# Did anyone else get this weird message??



## brutalwizard (Jun 30, 2013)

> What's up, I really like your guitar work from everything I've heard of you. I was wondering if you were interested in doing some riffs for me, of course for a price of your choosing (probably per riff/piece). If you're down we could discuss this some more through email if that's cool with you, or here. But let me know, thanks!
> 
> -Jon



Haha silly right?


----------



## Pezshreds (Jun 30, 2013)

If there's channels to listen to what you've written/recorded, I wouldn't think this is silly. He might want to get you for some session work  If he's legit, I'd be flattered haha.


----------



## theo (Jun 30, 2013)

^ Yeah I'm with Pezshreds


----------



## Konfyouzd (Jun 30, 2013)

Sounds borderline sketchy but I also agree w the above posters. No one wants my tired ass riffs. See it through at least a bit further.


----------



## Joshua (Jul 1, 2013)

I'm just gonna end up parroting what the other dudes said. I've had people message me and ask to collaborate several times, so this doesn't seem that odd. Message him back and see what's up


----------



## Leuchty (Jul 1, 2013)

Is he a Prince of Nigeria?


----------



## theo (Jul 1, 2013)

You know his royalty the crown prince Shakalu as well?! 
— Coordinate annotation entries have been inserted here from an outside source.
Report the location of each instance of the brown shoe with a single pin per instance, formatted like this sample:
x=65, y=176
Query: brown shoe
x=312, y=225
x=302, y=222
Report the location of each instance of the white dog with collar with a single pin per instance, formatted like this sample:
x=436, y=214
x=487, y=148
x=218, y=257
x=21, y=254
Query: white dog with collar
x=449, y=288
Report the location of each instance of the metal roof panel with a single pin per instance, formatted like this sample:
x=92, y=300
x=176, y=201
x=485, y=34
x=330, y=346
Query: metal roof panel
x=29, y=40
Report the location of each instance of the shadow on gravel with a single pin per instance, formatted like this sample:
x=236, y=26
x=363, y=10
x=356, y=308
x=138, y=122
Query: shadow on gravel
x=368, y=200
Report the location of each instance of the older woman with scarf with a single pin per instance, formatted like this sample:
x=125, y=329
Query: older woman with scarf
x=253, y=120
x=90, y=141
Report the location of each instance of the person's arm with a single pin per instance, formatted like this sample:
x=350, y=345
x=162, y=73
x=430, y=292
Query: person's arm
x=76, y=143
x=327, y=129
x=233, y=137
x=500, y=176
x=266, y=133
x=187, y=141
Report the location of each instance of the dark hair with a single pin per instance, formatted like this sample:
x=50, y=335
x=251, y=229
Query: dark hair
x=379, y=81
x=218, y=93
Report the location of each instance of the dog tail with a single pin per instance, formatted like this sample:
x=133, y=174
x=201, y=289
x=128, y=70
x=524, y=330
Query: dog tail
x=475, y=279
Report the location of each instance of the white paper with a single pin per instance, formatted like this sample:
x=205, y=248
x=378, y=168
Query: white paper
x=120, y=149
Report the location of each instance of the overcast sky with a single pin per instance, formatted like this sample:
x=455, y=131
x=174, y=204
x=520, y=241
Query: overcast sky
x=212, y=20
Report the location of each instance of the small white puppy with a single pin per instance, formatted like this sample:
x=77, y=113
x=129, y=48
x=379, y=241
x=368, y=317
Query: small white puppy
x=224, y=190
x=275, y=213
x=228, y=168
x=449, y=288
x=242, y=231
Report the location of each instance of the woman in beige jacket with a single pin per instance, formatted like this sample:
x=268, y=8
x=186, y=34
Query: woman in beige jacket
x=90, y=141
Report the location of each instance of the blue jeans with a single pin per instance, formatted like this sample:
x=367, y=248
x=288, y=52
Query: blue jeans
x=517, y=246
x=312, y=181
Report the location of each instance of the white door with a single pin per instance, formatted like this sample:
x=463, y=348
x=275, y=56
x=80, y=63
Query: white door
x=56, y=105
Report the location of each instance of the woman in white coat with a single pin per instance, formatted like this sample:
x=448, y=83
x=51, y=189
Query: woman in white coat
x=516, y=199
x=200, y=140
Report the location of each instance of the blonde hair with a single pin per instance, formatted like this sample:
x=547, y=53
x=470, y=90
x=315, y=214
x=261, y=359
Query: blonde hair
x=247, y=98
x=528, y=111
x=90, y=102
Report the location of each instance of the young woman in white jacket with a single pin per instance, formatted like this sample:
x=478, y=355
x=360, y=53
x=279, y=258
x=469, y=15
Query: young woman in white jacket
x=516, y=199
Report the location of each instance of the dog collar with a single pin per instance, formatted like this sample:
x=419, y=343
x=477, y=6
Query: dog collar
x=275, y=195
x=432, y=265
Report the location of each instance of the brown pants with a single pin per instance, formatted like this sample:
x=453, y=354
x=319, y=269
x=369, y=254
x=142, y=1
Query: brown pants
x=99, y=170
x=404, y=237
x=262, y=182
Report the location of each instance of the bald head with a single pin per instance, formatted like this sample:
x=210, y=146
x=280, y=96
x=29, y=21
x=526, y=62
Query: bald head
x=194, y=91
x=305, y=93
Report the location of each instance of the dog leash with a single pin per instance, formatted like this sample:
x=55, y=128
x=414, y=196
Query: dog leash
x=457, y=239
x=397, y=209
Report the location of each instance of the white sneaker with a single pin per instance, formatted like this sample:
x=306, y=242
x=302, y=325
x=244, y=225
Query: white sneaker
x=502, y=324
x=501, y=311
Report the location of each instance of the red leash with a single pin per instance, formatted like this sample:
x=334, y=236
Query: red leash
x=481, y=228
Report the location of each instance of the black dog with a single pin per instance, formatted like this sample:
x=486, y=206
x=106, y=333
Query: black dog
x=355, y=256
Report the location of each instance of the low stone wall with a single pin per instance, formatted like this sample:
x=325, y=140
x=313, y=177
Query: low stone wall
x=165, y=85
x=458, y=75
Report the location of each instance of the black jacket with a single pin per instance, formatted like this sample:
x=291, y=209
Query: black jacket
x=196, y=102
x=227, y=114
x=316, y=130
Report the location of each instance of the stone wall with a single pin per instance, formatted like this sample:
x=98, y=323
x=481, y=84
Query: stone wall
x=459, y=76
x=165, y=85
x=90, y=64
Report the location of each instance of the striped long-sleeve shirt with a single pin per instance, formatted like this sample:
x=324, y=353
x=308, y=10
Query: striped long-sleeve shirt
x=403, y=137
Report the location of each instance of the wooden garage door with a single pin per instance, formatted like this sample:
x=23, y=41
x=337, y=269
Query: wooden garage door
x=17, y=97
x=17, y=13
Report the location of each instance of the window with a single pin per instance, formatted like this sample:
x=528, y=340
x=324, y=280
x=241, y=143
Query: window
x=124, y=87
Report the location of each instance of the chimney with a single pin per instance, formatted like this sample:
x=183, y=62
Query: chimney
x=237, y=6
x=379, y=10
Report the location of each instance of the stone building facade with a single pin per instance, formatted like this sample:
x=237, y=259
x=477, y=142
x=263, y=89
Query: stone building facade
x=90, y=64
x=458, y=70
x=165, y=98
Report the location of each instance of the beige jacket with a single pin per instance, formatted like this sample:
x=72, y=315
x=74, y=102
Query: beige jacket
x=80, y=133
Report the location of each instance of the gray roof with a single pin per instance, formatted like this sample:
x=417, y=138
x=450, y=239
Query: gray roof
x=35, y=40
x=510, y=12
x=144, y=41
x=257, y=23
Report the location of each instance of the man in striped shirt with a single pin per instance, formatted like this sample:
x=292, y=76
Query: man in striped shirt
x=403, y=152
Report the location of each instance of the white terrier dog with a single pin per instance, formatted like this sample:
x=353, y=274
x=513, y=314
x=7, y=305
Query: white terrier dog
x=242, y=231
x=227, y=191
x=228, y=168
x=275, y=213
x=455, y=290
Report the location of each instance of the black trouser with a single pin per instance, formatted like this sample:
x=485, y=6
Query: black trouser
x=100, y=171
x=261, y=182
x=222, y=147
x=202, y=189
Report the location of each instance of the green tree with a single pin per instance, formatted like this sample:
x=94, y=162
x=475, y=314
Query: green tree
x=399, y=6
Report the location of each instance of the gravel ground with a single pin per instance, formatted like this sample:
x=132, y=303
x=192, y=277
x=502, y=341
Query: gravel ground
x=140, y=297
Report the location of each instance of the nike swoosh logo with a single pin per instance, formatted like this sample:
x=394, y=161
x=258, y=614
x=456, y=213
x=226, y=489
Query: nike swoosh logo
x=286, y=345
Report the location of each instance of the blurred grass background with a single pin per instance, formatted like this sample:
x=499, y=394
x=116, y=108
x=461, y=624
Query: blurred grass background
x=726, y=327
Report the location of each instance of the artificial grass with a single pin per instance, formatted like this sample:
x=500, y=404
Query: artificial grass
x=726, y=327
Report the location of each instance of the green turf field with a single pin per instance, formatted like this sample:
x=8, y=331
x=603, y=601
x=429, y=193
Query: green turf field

I love that guy! we're best buds. Unfortunately his wife has gotten really sick. I'm going to help him out and lend him some money for her treatment as his funds are all tied up in an ongoing investment process, He said he's going to pay me back double within 2 months though as a thank you for helping him.

I'm just happy I can help the guy out... He djents like no other


----------



## gunshow86de (Jul 1, 2013)

Just like a classified listing, I would be wary anytime the phrasing is odd (ie. non-native speaker) and the language is non-specific (ie. they are interested in "your item").


----------